L’intervento su una costruzione abusiva, ancorchè l’abuso non sia stato represso, costituisce ripresa della attività criminosa originaria, integrante un nuovo reato identico a quello precedente e non attività irrilevante sotto il profilo penale.
Motivi della decisione

Il ricorso è infondato a va rigettato.

Il discorso giustificativo, posto dal Tribunale di Forlì a sostegno del rigetto dell’appello avanzato dal p.m. avverso la ordinanza del Gip, si palesa del tutto logico e corretto.

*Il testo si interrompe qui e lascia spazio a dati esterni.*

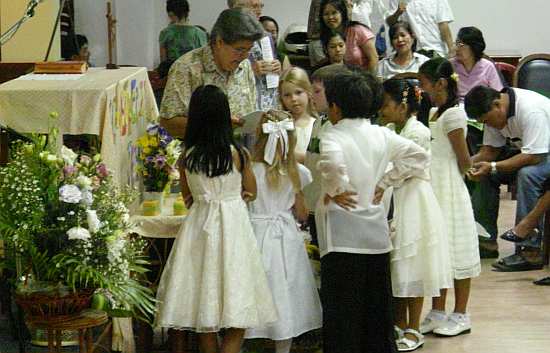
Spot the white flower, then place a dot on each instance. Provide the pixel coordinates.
(93, 221)
(152, 129)
(87, 198)
(68, 155)
(84, 182)
(174, 174)
(78, 233)
(70, 194)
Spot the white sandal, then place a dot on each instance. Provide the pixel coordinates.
(407, 345)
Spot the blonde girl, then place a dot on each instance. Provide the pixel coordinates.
(280, 180)
(295, 95)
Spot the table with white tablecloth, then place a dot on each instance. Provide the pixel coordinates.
(115, 105)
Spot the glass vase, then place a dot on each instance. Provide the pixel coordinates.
(152, 203)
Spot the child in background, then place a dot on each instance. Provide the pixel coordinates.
(450, 161)
(335, 48)
(214, 277)
(280, 180)
(321, 124)
(295, 94)
(420, 265)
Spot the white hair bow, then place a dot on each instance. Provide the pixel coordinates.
(276, 130)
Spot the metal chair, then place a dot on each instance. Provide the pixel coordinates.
(506, 72)
(533, 73)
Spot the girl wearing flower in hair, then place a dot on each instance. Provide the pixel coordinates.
(420, 265)
(214, 277)
(280, 180)
(450, 161)
(295, 93)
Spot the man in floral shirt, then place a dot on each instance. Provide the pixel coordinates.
(221, 63)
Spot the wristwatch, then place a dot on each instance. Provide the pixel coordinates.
(493, 168)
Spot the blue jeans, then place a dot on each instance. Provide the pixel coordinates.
(486, 197)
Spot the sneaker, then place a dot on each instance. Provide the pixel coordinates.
(407, 345)
(457, 324)
(433, 320)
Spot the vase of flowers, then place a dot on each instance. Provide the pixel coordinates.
(66, 227)
(157, 157)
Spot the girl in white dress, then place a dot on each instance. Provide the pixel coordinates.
(450, 161)
(214, 277)
(295, 93)
(420, 265)
(280, 181)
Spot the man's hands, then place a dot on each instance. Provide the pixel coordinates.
(263, 67)
(346, 200)
(479, 170)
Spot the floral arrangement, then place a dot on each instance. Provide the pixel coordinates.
(65, 222)
(158, 154)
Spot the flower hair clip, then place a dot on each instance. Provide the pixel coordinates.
(454, 77)
(418, 94)
(405, 96)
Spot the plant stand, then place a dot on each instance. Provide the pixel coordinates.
(82, 322)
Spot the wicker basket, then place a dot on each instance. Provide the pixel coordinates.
(41, 306)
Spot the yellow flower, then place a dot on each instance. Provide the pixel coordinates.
(153, 142)
(143, 141)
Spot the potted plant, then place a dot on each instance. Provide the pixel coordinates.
(65, 225)
(157, 157)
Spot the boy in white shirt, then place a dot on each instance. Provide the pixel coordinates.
(353, 231)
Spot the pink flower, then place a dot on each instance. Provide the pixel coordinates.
(69, 170)
(85, 160)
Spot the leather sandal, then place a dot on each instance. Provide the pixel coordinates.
(510, 235)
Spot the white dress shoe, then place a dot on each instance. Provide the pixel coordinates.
(407, 345)
(457, 324)
(433, 320)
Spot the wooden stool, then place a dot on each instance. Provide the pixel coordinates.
(546, 239)
(82, 322)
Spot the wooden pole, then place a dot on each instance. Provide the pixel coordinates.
(111, 22)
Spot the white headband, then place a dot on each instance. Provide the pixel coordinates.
(276, 130)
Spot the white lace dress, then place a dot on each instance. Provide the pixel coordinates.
(285, 259)
(452, 195)
(420, 264)
(214, 277)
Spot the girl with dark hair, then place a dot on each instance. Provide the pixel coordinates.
(215, 254)
(470, 65)
(406, 59)
(420, 265)
(179, 37)
(360, 41)
(450, 161)
(335, 48)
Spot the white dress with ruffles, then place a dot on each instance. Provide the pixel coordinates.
(285, 258)
(214, 277)
(420, 264)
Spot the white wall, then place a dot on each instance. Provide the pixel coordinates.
(508, 25)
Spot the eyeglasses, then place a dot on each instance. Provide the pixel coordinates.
(259, 5)
(241, 51)
(459, 44)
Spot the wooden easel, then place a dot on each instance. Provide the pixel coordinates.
(111, 34)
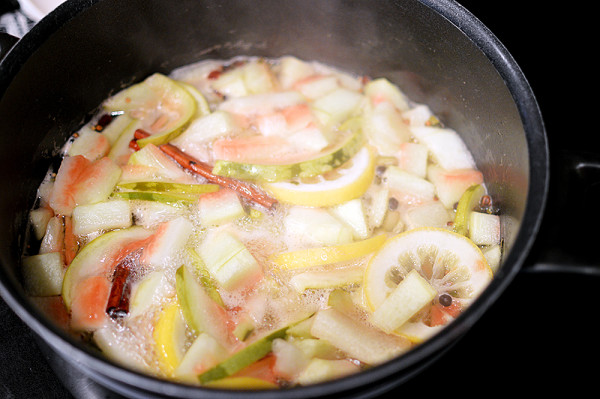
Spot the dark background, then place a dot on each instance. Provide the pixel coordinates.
(540, 336)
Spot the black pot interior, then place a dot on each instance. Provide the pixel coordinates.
(57, 75)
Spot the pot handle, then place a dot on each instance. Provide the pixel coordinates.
(7, 42)
(567, 240)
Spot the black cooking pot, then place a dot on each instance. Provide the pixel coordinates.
(52, 80)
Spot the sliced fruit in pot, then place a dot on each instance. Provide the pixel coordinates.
(324, 162)
(95, 261)
(319, 256)
(468, 202)
(80, 181)
(169, 338)
(449, 262)
(351, 181)
(163, 106)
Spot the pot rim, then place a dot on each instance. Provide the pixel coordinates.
(106, 371)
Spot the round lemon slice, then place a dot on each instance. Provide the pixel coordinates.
(451, 263)
(349, 182)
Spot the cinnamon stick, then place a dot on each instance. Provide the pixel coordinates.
(118, 299)
(205, 170)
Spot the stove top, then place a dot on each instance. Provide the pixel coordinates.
(537, 338)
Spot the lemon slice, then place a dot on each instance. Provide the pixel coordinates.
(169, 337)
(320, 256)
(349, 183)
(451, 263)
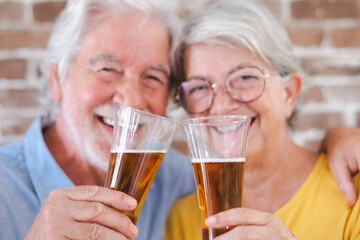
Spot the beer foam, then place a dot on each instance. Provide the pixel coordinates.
(137, 151)
(217, 160)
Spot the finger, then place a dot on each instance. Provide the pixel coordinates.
(238, 216)
(87, 231)
(342, 177)
(96, 212)
(256, 232)
(116, 199)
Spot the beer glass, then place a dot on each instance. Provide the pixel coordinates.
(139, 143)
(217, 146)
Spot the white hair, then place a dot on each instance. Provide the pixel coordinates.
(81, 15)
(241, 23)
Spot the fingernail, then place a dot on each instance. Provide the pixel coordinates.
(131, 202)
(134, 230)
(210, 220)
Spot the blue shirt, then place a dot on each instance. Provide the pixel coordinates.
(28, 173)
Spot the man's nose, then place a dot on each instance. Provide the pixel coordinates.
(129, 92)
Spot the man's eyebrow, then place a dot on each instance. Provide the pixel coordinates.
(161, 68)
(102, 57)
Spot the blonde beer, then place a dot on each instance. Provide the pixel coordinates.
(219, 188)
(133, 172)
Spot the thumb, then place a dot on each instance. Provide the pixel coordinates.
(343, 180)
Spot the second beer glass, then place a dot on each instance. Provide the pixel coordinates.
(217, 146)
(140, 142)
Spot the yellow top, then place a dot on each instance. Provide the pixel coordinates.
(317, 211)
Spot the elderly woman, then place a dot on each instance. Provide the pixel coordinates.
(237, 60)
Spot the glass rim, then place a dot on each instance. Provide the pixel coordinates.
(206, 120)
(149, 114)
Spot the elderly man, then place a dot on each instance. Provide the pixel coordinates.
(100, 53)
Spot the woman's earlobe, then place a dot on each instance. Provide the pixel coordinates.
(292, 88)
(54, 83)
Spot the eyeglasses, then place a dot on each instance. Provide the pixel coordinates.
(243, 84)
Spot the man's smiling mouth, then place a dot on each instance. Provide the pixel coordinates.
(107, 121)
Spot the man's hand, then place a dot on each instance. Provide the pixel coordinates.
(249, 224)
(342, 145)
(84, 212)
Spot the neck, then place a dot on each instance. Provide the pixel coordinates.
(77, 169)
(274, 176)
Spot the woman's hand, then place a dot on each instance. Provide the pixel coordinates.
(84, 212)
(249, 224)
(342, 145)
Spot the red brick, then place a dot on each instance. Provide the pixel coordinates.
(20, 98)
(306, 37)
(331, 67)
(15, 125)
(312, 95)
(317, 120)
(23, 39)
(313, 145)
(13, 69)
(47, 11)
(346, 37)
(325, 9)
(11, 11)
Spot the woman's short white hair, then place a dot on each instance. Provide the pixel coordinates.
(79, 16)
(240, 23)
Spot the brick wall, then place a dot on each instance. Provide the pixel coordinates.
(326, 35)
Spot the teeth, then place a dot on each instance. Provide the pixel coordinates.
(228, 128)
(108, 121)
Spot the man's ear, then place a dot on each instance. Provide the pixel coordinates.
(292, 90)
(54, 83)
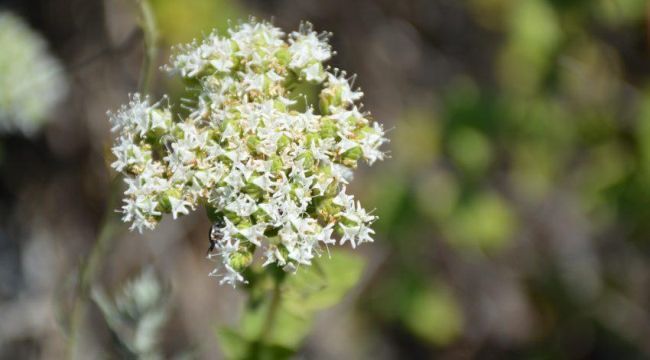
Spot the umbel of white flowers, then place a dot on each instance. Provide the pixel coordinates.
(268, 168)
(31, 80)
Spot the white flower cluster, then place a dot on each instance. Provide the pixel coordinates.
(267, 168)
(31, 80)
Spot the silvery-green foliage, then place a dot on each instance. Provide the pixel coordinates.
(31, 80)
(137, 314)
(271, 170)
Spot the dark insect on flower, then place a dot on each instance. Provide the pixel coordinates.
(215, 234)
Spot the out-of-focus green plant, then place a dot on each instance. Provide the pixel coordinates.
(32, 81)
(269, 168)
(137, 313)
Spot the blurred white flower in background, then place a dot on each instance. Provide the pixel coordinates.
(32, 81)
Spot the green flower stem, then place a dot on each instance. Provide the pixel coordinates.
(150, 31)
(266, 330)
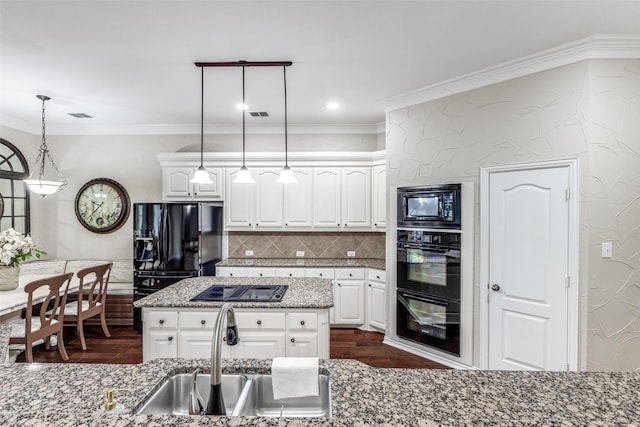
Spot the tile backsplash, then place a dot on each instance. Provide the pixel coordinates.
(314, 245)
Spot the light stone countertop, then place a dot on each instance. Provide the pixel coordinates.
(72, 394)
(302, 293)
(304, 262)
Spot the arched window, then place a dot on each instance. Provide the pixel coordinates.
(14, 196)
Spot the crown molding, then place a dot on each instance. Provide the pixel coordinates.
(600, 46)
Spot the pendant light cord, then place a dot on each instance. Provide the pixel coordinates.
(286, 149)
(202, 117)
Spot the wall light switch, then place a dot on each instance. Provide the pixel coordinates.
(607, 249)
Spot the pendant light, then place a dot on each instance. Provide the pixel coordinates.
(201, 176)
(243, 176)
(41, 185)
(286, 174)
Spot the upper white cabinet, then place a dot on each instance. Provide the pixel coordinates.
(176, 184)
(379, 196)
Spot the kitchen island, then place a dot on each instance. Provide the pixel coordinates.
(72, 395)
(298, 325)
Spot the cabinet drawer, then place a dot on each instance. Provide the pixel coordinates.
(302, 321)
(161, 319)
(321, 273)
(377, 276)
(198, 319)
(290, 272)
(258, 321)
(349, 273)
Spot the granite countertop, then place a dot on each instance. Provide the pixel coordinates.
(72, 395)
(304, 262)
(302, 293)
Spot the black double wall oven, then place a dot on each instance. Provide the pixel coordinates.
(428, 277)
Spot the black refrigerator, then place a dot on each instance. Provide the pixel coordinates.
(173, 241)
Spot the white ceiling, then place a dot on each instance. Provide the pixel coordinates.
(130, 64)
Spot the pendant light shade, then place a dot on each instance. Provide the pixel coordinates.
(243, 176)
(43, 186)
(201, 176)
(286, 174)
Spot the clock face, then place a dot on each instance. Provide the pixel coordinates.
(102, 205)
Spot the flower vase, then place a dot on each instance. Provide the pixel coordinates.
(9, 277)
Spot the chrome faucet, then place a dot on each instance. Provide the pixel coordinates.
(215, 404)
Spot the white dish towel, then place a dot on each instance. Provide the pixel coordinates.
(294, 377)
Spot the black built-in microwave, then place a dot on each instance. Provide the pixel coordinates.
(429, 207)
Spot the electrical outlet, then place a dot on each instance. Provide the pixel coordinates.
(607, 249)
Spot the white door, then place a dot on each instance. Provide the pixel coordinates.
(528, 269)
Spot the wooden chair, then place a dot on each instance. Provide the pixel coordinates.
(32, 328)
(92, 299)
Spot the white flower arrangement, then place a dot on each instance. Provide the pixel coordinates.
(15, 248)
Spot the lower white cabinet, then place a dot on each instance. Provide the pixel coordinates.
(264, 334)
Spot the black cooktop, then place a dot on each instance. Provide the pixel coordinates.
(242, 293)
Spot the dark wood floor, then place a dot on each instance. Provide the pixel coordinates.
(125, 346)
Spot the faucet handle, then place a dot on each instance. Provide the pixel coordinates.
(196, 402)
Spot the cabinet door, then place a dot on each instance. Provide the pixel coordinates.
(239, 203)
(298, 200)
(176, 182)
(379, 199)
(160, 344)
(269, 195)
(376, 305)
(213, 191)
(356, 197)
(348, 302)
(326, 198)
(259, 345)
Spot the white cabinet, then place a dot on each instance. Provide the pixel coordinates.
(348, 297)
(264, 334)
(239, 206)
(327, 209)
(356, 198)
(379, 197)
(268, 199)
(297, 206)
(177, 186)
(376, 299)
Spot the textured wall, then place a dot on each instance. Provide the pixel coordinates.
(314, 245)
(541, 117)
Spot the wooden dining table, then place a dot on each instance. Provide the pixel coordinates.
(12, 302)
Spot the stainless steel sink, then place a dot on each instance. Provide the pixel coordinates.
(173, 395)
(249, 395)
(260, 401)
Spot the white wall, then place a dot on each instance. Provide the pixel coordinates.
(131, 160)
(589, 111)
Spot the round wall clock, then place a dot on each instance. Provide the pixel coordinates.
(102, 205)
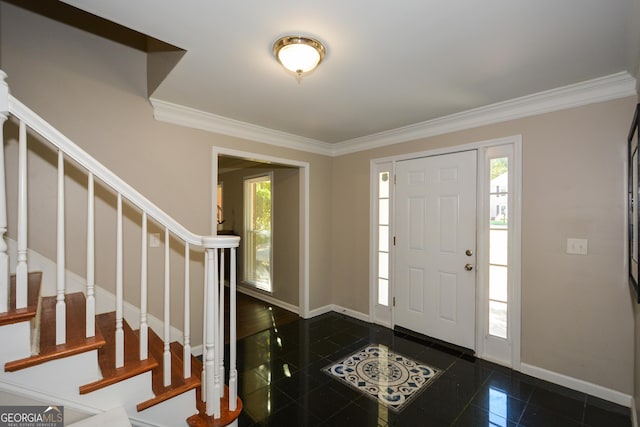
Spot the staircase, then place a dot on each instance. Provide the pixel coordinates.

Il decidente, infatti, ha evidenziato che l’art. 321 c.p.p. intende evitare che la disponibilità del bene, pertinente al reato, possa aggravare le conseguenze della attività illecita posta in essere.

Quindi per valutare la possibile ricorrenza dell’aggravamento necessita fare riferimento al momento della commissione del reato di cui il bene è pertinente: ad avviso del decidente, a giusta ragione, nessun aggravamento vi è stato, in quanto gli interventi eseguiti si sostanziano nel rifacimento di precedenti e preesistenti opere, di entità minimale, senza significativo carattere di innovatività. Non è ravvisabile alcun aggravio del carico urbanistico, in quanto la consistenza sostanziale del manufatto non ha subito alcuna alterazione, cosi che la libera disponibilità da parte dell’indagato dell’immobile de quo nulla innova, in negativo, rispetto alla situazione precedente.

L’analisi svolta dal Tribunale si palesa esente da vizi e permette di ritenere che quanto realizzato dal M. non abbia violato la sfera dell’illecito urbanistico, essendo quanto eseguito dall’indagato del tutto minimale.

Inconferente si palesa, di poi, il richiamo in ricorso alla presunta violazione dell’art. 221 TULSS, perchè essa non può determinare alcun effetto ai fini della applicabilità o meno della misura cautelare invocata dal p.m..

Sul punto, questa Corte ha avuto modo di affermare che in materia di reati edilizi l’utilizzo, quale abitazione da parte dell’autore dell’illecito, di un corpo di fabbrica abusivamente realizzato, che non comporti in concreto, per le dimensioni dell’immobile, le sue caratteristiche e per la destinazione ad abitazione familiare, un apprezzabile aggravamento del carico urbanistico, non giustifica la conservazione della misura cautelare reale per la mancanza di abitabilità, sulla base della sola violazione alla disposizione di cui all’art. 221 TULSS, in quanto il sequestro preventivo è funzionale al processo di merito e non può essere utilizzato per anticipare le sanzioni amministrative accessorie della demolizione o della acquisizione alla pubblica amministrazione della porzione di manufatto (Cass. 6/7/04, n. 29203).
P.Q.M.

La Corte Suprema di Cassazione rigetta il ricorso del p.m..

Testo non ufficiale. La sola stampa del bollettino ufficiale ha carattere legale.